У меня перед носом закачался жуткий конопатый кулачище все в той же рыжей шерсти.

- А в ней "Марс-Эрликон". Когда такая рука и в ней "Марс-Эрликон", разве есть место, куда Мазепп не войдет в свой полный размер? Гляди!

В кулаке неведомо откуда оказалась бутылка. Кулак напрягся - бутылка хрустнула.

- Во! Видал?

Старый школярский фокус. Между бутылкой и ладонью закладывается камушек острым ребром к стеклу.

- Я тоже так умею. У тебя еще бутылка есть?

- Есть. У меня для тебя все есть. Каждая десятая бутылка мира - твоя. По уговору. Но об этом после.

- Не сори битым стеклом на пляже, не будь свиньей. Подними и отнеси в мусорный бак.

- Для этого у меня есть мартыхан. Но, чтоб ты знал, как я тебя лю... Вот! Для друга, для дела Макс-Йозепп сделает все!.. Он трудящий человек, он не белоручка... Трудящему человеку никакой труд не в обиду... Хоть там, хоть тут, хоть где...
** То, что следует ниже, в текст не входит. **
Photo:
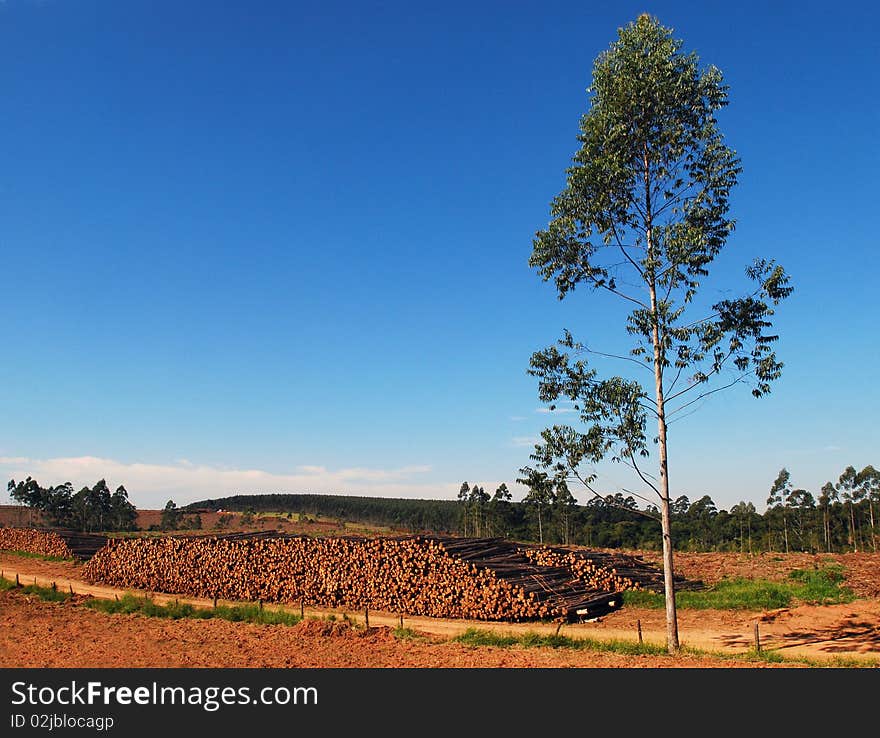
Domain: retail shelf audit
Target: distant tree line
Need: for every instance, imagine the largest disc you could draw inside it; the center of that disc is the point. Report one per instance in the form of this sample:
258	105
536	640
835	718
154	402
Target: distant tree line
844	516
90	509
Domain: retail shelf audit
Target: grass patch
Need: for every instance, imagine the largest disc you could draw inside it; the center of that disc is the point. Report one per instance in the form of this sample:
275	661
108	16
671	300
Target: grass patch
479	637
130	604
32	555
819	586
407	634
44	593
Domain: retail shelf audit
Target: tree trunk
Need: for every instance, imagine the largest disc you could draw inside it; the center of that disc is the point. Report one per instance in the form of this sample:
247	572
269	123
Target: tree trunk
852	528
672	643
873	536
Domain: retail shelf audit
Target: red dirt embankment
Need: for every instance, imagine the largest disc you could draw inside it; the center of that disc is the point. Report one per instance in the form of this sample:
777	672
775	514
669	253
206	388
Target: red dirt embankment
35	633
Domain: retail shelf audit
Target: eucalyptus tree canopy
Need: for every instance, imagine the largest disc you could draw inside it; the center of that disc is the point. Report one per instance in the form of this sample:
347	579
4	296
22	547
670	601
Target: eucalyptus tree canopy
642	217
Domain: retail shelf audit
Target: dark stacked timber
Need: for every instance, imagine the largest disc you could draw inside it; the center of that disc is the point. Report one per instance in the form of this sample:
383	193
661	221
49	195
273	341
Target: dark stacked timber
475	578
66	544
604	570
36	541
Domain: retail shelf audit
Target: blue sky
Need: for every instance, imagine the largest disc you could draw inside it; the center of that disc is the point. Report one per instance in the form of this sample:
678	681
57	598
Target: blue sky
278	246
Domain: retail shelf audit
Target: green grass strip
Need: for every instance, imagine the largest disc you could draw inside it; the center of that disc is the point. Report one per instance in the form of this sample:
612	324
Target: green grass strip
44	593
130	604
819	587
477	637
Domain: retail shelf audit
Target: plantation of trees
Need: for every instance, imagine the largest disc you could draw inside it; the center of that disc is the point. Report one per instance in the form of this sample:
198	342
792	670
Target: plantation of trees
91	509
843	517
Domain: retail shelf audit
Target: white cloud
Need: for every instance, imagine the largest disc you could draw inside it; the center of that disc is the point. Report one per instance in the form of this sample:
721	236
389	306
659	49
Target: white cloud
150	486
523	441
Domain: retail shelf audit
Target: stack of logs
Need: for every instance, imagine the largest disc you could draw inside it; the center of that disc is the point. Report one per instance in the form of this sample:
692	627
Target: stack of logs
482	579
33	540
603	570
59	542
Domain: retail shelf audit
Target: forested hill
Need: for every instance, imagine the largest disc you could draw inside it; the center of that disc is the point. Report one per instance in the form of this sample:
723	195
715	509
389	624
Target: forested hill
438	516
797	524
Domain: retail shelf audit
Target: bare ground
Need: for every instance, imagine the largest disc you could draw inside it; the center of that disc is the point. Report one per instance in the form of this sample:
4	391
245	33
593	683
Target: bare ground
36	633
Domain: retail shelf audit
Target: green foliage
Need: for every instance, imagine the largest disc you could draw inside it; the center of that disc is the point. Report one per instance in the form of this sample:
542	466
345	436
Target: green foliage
90	509
642	217
171	516
821	587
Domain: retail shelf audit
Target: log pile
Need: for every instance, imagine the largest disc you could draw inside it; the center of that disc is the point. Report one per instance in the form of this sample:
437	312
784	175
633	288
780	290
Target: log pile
58	542
604	570
481	579
36	541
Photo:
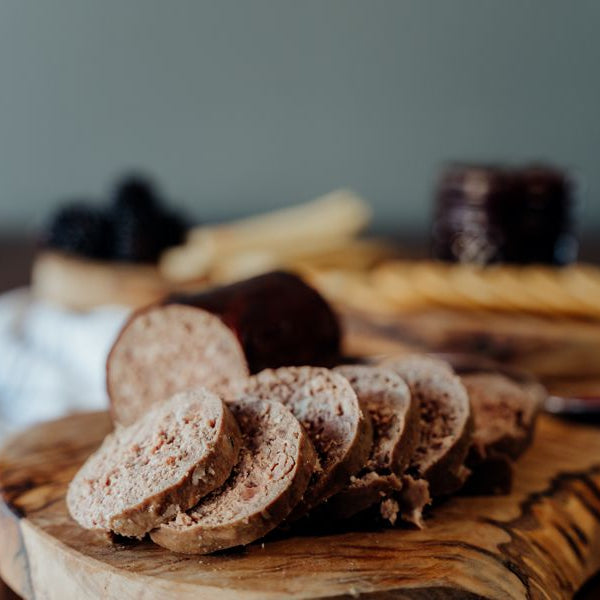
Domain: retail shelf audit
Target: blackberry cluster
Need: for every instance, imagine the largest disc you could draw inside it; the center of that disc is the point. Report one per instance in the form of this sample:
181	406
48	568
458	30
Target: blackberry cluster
134	227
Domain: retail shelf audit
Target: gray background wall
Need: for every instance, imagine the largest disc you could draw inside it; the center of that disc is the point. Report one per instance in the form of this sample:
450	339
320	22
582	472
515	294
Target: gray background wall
251	104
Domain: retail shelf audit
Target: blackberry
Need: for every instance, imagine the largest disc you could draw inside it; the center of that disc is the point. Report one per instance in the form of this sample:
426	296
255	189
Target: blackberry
78	228
136	194
142	228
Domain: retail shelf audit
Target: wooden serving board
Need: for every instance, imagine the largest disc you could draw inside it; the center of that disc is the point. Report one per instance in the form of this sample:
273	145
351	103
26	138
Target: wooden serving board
542	541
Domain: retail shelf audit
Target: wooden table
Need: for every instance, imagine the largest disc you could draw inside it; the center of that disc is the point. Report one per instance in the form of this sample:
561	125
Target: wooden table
14	272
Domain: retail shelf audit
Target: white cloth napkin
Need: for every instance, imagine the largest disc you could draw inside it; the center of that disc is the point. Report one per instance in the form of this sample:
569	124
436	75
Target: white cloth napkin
52	360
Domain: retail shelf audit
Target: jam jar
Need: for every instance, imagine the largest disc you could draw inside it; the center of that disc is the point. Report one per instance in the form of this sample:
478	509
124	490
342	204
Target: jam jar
488	214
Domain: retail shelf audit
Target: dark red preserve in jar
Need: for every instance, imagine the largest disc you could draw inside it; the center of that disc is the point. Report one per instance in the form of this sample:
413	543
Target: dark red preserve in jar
487	214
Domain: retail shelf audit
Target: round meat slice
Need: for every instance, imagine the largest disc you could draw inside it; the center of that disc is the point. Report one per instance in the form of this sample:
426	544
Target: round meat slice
144	474
325	403
276	462
445	421
163	350
504	413
395	418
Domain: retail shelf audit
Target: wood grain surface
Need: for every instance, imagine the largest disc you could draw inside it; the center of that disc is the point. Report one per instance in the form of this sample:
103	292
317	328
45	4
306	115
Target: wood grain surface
542	541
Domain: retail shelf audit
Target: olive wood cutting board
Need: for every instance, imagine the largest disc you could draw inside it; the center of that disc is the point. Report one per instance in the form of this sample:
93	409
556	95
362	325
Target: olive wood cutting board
541	541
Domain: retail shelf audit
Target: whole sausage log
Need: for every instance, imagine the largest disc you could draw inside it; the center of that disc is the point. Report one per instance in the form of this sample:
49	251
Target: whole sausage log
216	338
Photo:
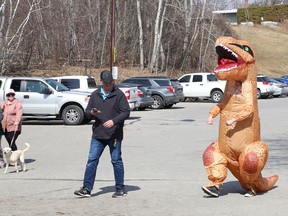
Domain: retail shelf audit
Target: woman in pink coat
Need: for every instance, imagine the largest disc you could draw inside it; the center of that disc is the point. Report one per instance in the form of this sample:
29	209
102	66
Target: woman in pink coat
12	120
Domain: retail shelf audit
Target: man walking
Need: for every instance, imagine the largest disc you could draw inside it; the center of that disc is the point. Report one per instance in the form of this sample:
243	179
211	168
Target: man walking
109	107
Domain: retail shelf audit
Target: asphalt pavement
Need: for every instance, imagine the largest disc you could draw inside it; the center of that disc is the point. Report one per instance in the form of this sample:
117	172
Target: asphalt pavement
162	154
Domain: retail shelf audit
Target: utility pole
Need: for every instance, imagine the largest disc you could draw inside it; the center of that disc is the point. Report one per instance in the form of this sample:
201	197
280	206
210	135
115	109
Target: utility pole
113	59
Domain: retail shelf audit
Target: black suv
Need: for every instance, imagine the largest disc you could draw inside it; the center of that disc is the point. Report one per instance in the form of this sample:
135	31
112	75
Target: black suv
165	91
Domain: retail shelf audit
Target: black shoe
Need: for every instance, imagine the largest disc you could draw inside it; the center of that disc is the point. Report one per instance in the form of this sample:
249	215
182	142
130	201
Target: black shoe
250	193
119	193
83	192
212	191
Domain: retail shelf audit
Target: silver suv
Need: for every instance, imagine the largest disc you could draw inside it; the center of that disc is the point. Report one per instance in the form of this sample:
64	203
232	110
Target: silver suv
165	91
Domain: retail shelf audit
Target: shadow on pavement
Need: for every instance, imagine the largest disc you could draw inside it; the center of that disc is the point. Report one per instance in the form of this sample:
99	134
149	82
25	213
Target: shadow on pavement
111	189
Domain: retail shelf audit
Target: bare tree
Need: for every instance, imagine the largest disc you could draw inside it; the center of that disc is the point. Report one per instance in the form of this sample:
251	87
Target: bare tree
157	34
141	51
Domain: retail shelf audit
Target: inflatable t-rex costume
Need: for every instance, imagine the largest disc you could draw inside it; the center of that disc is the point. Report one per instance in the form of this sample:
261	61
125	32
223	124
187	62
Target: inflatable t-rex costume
238	148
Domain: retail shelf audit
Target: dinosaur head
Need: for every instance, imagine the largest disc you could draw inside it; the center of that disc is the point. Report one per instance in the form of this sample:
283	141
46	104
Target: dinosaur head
235	58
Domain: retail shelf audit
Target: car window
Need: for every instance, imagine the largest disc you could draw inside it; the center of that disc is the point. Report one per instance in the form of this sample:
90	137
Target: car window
259	79
16	84
175	82
91	82
144	82
197	78
33	86
71	83
185	79
211	77
56	85
163	82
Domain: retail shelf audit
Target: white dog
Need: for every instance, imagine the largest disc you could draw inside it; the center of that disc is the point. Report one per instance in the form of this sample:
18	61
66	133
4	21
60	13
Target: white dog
15	157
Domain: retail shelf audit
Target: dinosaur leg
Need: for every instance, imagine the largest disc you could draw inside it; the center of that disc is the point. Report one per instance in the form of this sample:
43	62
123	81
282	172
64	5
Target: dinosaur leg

Пока он, булькая речами, собирал осколки и ходил к мусорному баку, я мучительно соображал, как мне себя вести и что все это значит. И ничего толкового не сообразил.

- Порядок! Порядок у Макса-Йозеппа. Всегда был, всегда есть, всегда будет. Сейчас Макс-Йозепп макнется в это сусло, раз уж выпал ему такой "дженерал", а потом мы с тобой поедем и я покажу тебе одну штуку. Идет?

- Пошел к черту!

- Непременно пойду. Все мы пойдем. Все мы грешники, и Макс-Йозепп тоже грешник. Но он желает быть настоящим грешником, чтоб и в пекле его уважали. Едем, светик, - не пожалеешь. Ты втравил Макса-Йозеппа в эту историю, без тебя он ее не расхлебает. Помоги. Ты должен. Как между честными людьми.

- Мазепп, я инвалид. Понимаешь? Инвалид. Кто бы мне помог!

- Знаю. Я все про тебя знаю. Я знаю про тебя больше, чем ты сам. Чтоб ты не сомневался, я тебе скажу. Дурацкая конюшня, где ты сшиваешься, давно бы прахом пошла, если бы не деньги Макса-Йозеппа. Я тебя не трогал, я платил и не возражал. Но приперло, и ты мне понадобился, ты, только ты и больше никто на свете. И придумал Макс-Йозепп, как весело устроить нашу встречу - организовал увод лошадки, при которой ты хлопотал. Он думал, ты поедешь за ней хоть на край света и там мы встретимся. И мне так было бы удобней, и ты бы развеселился, как я вручил бы тебе лошадку, и все пошло бы ах как славно. А ты не поехал. И вот я к тебе с повинной. Захочешь бери свою четвероногую обратным рейсом. Но прежде выслушай Макса-Йозеппа там, где ему удобно. Солома, а?

- Слушай, Мазепп! Ты... ты не имел права! Кто тебя просил печься обо мне! Я тебе не игрушка! Я...

- Пустые твои слова. Макс-Йозепп их не слышит. Всякий человек имеет право печься о другом. Я не играл с тобой. Ты хотел своих лошадей - ты их имел. Ты не любишь Макса-Йозеппа - не люби. Но я прошу помощи. Помоги трудящему человеку и езжай обратно к своим скотам, если скоты тебе милей. Хотя тут ты идешь против Бога. Богу было скучно со скотами, и он выдумал людей. Тебя, меня и других. Идти от людей к скотам значит идти против Бога, это говорит тебе трудящий человек. Он ничего не украл, он все добыл сам. И если ты не поможешь ему, ты будешь неправ. Думай, а я пошел.